Et ce n’est pas tout. « Une étude de terrain réalisée en Occitanie montre que l’exposition à un mélange de pesticides a des répercussions métaboliques plus importantes chez les hommes que chez les femmes », ajoute Hervé Guillou, directeur de recherche à l’Institut national de recherche pour l’agriculture, l’alimentation et l’environnement (Inrae).
Toutefois, au-delà du travail, les femmes sont davantage exposées aux contaminants une fois de retour chez elles. Elles consacrent en moyenne 3h26 par jour aux tâches domestiques, comme le ménage ou les courses, contre deux heures pour le sexe opposé. Elles sont donc plus exposées aux substances nocives contenues dans les produits ménagers.
« 50 % des cas d’endométriose ont une origine environnementale »
Par ailleurs, certaines pathologies, exclusivement ou majoritairement féminines, ont aussi des causes environnementales, qui restent à déterminer. Cela concerne « 50 % des cas d’endométriose », précise Marina Kvaskoff, chargée de recherche à l’Inserm. Elle s’intéresse notamment au rôle joué par l’alimentation, tandis que d’autres récentes études montrent un lien entre l’endométriose et l’exposition aux pesticides ou aux dioxines.

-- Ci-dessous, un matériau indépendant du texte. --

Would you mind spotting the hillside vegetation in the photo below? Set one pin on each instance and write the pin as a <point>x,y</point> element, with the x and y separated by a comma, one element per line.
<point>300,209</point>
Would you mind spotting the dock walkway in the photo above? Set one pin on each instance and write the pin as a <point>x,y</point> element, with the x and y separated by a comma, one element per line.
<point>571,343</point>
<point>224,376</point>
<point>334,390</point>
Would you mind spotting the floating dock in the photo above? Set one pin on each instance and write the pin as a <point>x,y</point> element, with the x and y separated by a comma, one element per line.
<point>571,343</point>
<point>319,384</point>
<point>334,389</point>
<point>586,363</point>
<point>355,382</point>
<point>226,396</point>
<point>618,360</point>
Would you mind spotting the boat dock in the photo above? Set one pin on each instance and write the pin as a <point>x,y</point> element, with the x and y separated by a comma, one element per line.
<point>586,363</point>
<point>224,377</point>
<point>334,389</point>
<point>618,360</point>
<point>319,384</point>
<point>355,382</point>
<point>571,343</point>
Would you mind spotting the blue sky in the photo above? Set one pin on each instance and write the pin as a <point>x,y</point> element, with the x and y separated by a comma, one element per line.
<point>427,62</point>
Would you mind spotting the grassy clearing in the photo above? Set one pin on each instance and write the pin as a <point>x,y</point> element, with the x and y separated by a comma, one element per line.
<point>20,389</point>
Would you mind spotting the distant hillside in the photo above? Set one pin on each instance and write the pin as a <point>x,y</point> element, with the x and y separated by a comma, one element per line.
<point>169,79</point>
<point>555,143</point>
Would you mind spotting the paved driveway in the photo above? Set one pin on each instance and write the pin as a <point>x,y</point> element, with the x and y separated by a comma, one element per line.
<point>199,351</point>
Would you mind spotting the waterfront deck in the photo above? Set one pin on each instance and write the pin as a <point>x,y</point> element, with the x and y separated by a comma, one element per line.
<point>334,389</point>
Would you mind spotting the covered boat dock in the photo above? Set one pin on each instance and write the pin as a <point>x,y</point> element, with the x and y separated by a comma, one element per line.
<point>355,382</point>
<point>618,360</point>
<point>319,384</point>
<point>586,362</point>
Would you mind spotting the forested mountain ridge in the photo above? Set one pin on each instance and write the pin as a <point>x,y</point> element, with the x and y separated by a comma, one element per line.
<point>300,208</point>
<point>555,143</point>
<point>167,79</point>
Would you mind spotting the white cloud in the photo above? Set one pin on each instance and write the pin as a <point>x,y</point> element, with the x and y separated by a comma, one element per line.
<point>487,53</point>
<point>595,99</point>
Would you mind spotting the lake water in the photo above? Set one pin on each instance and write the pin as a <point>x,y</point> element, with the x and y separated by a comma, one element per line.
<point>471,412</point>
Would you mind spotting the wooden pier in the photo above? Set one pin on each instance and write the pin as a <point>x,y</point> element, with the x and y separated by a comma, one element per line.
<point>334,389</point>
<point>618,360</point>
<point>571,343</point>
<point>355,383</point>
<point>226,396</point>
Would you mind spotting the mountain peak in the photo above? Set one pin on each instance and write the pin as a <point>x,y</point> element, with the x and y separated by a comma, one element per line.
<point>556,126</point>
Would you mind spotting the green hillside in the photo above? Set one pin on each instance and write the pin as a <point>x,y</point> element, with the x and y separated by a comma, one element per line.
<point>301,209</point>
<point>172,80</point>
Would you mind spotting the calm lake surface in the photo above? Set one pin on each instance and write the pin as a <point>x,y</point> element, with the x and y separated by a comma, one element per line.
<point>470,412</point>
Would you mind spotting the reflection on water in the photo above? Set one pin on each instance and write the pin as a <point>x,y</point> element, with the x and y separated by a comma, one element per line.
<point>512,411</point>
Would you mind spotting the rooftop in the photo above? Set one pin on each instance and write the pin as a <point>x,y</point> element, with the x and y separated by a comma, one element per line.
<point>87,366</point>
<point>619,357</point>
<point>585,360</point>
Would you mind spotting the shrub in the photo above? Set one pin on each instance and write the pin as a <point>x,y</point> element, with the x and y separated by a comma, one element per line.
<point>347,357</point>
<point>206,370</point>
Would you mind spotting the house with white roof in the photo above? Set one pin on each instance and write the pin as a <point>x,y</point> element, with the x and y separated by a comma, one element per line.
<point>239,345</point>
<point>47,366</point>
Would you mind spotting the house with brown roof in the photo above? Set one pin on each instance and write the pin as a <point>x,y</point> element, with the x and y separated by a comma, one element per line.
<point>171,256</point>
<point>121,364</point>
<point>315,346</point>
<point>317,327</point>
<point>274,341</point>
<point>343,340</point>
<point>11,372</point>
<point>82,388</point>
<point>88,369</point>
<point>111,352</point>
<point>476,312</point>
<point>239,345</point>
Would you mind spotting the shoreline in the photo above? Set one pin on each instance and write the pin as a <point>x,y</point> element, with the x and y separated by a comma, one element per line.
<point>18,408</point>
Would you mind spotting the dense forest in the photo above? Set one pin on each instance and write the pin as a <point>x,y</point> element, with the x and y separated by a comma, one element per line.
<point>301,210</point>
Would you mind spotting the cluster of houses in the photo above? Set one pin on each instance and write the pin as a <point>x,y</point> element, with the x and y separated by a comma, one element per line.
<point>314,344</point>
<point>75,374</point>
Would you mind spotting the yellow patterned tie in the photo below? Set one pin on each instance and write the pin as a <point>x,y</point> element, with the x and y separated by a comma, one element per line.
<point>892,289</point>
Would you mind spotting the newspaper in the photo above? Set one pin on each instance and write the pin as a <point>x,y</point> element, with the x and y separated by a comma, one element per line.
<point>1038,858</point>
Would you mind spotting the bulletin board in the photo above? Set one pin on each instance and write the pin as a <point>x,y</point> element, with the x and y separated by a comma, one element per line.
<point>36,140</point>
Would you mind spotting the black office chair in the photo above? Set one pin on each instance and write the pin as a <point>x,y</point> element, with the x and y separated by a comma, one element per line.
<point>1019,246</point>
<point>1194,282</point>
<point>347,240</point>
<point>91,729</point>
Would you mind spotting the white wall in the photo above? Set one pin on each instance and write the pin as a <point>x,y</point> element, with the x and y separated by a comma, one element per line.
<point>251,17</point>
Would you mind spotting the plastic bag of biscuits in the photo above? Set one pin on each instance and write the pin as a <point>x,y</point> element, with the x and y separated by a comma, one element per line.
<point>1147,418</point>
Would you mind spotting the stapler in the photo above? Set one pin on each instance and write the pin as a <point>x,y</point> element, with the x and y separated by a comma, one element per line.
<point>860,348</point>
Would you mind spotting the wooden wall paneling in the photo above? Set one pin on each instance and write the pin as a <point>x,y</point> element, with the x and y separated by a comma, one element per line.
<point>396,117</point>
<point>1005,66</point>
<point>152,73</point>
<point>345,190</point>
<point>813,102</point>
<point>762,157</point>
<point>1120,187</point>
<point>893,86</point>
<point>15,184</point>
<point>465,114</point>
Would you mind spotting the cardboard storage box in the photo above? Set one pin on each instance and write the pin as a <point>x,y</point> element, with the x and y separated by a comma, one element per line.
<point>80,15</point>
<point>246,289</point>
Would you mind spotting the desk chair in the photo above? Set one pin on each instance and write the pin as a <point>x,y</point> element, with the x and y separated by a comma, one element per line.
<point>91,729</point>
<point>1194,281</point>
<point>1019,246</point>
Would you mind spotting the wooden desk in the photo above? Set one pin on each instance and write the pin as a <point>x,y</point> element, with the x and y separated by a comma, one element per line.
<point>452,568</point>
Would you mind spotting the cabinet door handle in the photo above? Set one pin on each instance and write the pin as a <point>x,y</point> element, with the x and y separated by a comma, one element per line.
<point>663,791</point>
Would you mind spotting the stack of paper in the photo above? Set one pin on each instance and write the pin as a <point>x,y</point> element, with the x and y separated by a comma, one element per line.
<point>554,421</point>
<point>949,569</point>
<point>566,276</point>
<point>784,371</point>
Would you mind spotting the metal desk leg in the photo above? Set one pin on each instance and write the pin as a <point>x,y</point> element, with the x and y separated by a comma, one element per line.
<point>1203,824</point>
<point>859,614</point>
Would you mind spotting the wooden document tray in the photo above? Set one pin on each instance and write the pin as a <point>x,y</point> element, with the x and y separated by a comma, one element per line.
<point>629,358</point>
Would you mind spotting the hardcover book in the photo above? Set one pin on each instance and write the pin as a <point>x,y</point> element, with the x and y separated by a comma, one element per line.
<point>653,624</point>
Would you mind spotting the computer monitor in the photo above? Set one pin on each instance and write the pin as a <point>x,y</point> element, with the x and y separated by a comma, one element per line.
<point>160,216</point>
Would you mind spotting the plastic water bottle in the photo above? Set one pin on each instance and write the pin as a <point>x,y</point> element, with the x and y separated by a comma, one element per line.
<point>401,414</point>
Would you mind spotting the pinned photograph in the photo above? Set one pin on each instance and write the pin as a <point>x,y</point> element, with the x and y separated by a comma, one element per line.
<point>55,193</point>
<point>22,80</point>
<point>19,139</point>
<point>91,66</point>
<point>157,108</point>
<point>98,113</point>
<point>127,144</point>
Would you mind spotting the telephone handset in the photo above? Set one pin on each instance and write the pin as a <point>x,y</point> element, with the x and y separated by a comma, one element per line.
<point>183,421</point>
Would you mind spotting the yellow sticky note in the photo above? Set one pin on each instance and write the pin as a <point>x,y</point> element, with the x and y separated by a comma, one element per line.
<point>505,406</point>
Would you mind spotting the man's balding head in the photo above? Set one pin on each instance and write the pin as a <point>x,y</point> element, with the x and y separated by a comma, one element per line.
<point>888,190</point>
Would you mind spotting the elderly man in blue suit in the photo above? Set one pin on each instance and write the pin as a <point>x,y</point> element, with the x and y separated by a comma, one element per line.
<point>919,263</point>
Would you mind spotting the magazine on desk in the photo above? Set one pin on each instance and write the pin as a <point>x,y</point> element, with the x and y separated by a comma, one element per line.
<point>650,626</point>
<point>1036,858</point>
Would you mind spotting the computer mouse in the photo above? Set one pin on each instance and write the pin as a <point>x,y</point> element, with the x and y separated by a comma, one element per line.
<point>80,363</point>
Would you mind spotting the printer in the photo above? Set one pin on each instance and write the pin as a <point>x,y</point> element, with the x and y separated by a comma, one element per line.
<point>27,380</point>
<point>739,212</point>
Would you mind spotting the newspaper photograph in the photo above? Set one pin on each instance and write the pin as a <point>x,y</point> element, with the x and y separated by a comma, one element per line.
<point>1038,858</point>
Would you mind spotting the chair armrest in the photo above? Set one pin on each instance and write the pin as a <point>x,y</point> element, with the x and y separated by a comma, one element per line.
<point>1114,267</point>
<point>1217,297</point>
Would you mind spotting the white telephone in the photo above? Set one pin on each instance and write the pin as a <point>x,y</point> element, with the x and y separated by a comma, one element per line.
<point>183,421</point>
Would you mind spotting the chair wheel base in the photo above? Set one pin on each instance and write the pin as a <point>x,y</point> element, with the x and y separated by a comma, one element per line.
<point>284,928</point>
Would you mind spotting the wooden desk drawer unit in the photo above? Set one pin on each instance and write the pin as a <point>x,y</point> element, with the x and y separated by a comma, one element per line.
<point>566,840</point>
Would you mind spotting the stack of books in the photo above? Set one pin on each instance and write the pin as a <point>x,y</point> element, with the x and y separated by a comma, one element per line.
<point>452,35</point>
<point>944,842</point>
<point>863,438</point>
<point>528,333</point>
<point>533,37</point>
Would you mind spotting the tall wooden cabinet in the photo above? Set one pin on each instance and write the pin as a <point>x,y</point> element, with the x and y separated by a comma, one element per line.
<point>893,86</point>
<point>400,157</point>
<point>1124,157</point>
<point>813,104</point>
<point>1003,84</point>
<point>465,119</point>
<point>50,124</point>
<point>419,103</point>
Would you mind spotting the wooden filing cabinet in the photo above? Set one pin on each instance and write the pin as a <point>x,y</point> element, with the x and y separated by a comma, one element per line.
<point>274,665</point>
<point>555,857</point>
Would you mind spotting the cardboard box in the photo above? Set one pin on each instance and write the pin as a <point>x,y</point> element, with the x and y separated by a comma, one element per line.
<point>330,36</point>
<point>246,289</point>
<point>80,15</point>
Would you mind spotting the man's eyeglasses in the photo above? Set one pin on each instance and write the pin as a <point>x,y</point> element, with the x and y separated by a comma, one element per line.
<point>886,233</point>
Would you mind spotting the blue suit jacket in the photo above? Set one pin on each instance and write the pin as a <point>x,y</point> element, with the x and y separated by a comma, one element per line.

Concernant le cancer du sein, Véronique Maguer-Satta dirige, quant à elle, une vaste étude sur l’impact des bisphénols et des nanoparticules de plastique sur les glandes mammaires. « On en est au tout début des recherches. »
En attendant les résultats, Véronique Maguer-Satta appelle à ne pas faire peser la responsabilité sur les individus. « C’est sûr que c’est mieux de manger bio pour éviter l’exposition aux pesticides, mais ce qu’il faut surtout, c’est que les individus fassent pression sur les gouvernements », enjoint Robert Barouki. Et il y a du travail. Dernier exemple en date : le bisphénol A, classé comme perturbateur endocrinien, a été remplacé par le bisphénol S. Une substance chimique tout aussi controversée.